SPRINGFIELD - A battered old hat, a pair of stained gloves, a child's silly rhyme - hardly the stuff of history.
Except that this hat is a stovepipe hat, the gloves are stained with a president's blood and the rhyme was written by a young Abraham Lincoln.
All three items are part of an immense private collection put together by a Lincoln fan over 35 years. Now the collection is about to go public after being purchased for the Abraham Lincoln Presidential Library and Museum. The collection contains hundreds of letters and documents, but its strength is the array of personal, everyday items related to the 16th president, his wife and his assassin, John Wilkes Booth.
The presidential library's executive director, Rick Beard, said it should help remind visitors that Lincoln was a real person with real problems who still managed to do great things.
"I think it's very important to understand that there are indeed great men, but that these great men are human, that they have a complexity to them, that they're not marble figures,'' Beard said.
The hat's brim shows two finger-sized spots where Lincoln continually touched it to take the hat off. Its band is stretched from his habit of stuffing legal papers inside to carry around with him.
Lincoln hated wearing gloves, Beard said, yet he always carried them. This particular pair appears to have been dropped on a red dirt road, but the stains are blood from Lincoln's assassination on April 14, 1865.
And the rhyme, neatly written in a childhood "sum'' book for practicing math, shows a 15-year-old smart-aleck: "Abraham Lincoln is my name/and with my pen I wrote the same/I wrote in both haste and speed/and left it here for fools to read.''
Acquiring the 1,500-item collection is "a coup'' for the museum, said Daniel Weinberg, a Lincoln collector and owner of Chicago's Abraham Lincoln Book Shop.
"They are wonderful collectibles,'' Weinberg said. "People enjoy having a personal relationship with their historical figures. One can let ghosts arise when you're looking at the hat, for instance.''
The collection was pieced together over three decades by Louise Taper, who said she grew interested in Lincoln after reading a book about the president.
"I loved it. I loved reading about his life and Mary, and I wanted to know what happened to his children and the children's children,'' she said. "That started it, and it just took off.''
The museum's foundation is buying most of the collection, and Taper is donating part of it. Eventually, the foundation will give the collection to the museum so that the state owns it outright.
Neither Taper nor Beard would disclose the price, but Lincoln experts say the collection is likely to bring more than $20 million. Beard said no tax money is involved. Instead, the foundation is working with the city of Springfield to issue bonds to pay for the collection now, and private fundraising will pay off the bonds in years to come.
Parts of the Taper collection will go on public display in July.
Rather than focusing on some particular aspect of Lincoln, Taper acquired items from throughout his life.
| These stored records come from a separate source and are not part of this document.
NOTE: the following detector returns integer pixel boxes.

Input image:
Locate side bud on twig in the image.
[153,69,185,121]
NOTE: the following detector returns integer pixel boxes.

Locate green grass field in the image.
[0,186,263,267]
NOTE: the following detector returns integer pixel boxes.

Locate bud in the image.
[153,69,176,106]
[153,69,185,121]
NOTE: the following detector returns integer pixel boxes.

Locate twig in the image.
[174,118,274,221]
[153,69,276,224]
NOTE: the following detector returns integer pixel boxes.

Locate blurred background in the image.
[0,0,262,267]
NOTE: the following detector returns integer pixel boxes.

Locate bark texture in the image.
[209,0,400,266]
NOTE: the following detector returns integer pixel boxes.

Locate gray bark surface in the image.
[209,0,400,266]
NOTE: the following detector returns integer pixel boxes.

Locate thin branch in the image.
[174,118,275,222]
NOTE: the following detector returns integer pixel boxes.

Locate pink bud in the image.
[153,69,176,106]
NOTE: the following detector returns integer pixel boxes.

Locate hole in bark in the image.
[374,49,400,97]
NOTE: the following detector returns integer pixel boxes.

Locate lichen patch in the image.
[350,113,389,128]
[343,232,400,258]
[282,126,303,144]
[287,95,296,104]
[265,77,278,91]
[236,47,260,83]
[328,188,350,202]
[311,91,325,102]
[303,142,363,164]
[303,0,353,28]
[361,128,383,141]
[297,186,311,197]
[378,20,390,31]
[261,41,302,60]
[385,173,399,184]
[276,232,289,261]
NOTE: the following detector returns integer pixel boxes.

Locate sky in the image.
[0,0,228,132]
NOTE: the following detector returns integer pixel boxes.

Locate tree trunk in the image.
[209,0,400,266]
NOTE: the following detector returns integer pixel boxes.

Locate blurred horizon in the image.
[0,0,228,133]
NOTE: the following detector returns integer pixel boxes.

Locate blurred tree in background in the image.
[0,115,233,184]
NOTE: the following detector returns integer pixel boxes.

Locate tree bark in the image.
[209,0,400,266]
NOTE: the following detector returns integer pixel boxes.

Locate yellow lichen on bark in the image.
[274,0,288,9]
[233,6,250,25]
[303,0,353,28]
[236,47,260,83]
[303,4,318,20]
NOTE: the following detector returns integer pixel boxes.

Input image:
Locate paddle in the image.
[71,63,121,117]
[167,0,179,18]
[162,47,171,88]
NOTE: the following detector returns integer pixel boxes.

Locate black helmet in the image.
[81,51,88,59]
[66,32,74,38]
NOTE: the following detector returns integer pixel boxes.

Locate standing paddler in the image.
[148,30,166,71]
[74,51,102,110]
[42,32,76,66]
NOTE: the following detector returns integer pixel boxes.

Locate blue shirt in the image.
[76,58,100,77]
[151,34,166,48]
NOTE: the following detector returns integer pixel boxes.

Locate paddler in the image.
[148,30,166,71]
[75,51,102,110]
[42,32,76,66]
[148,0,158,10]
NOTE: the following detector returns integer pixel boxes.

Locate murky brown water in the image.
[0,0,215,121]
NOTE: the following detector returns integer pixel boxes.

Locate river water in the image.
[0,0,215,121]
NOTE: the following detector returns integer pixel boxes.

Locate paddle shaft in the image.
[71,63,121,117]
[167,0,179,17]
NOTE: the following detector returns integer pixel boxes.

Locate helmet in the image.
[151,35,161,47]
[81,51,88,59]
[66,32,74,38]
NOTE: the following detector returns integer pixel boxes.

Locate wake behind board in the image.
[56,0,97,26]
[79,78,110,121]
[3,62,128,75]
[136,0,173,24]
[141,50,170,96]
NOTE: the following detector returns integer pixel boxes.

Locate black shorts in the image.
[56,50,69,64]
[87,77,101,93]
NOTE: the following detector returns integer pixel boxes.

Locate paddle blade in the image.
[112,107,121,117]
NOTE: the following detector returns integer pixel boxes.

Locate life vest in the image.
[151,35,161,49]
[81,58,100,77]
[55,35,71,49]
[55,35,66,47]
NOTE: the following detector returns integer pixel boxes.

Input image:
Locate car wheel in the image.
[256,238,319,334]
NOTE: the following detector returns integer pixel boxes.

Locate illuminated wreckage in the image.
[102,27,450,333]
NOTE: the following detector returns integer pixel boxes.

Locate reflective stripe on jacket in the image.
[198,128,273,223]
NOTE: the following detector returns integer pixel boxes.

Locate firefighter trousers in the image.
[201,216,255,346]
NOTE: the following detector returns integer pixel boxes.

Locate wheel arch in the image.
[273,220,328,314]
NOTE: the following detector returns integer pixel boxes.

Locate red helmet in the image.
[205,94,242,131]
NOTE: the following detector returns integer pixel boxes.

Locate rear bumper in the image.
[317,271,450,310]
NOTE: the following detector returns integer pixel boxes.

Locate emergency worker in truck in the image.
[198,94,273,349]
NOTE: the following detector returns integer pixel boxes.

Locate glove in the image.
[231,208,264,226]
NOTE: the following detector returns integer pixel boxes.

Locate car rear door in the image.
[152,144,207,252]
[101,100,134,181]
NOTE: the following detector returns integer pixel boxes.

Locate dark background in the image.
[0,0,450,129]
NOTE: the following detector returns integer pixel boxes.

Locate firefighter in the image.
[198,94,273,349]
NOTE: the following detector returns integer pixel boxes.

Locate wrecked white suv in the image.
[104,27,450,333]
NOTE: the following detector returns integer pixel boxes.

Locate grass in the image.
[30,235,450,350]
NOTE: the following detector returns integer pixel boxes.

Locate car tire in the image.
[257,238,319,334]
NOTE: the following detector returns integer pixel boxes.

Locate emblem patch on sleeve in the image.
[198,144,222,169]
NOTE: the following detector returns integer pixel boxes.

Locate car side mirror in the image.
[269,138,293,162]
Many collectors were most interested in official documents or Civil War strategy, but not Taper.
"That didn't appeal to me,'' she said. "I wanted to know more about Lincoln - where he lived when he was young, and his parents and family, and how his relationship with Mary was, and their children.''
Her collection includes about 100 Mary Todd Lincoln letters, giving the Lincoln presidential library a total of 500 - out of only 600 in the world, Beard said.
Some of the letters recount Mary Todd Lincoln's fight with Congress to collect her husband's salary after he had been killed and to establish a pension for presidential widows. Taper said that fight set a precedent for Jacqueline Kennedy to receive a pension after John Kennedy's assassination.
Initially, Taper kept her Lincoln items and other presidential collectibles at her Los Angeles home. The famed stovepipe hat was displayed on a cabinet in her living room.
But as the items grew in value, she had to keep them locked away, where no one, not even she, could enjoy them.
After working for years with Lincoln experts in Springfield and serving on the museum foundation's board, Taper decided her collection should go to Lincoln's hometown.
"I think Lincoln needed to go home. It was time. It was time for the world to see everything and other people to enjoy it,'' she said.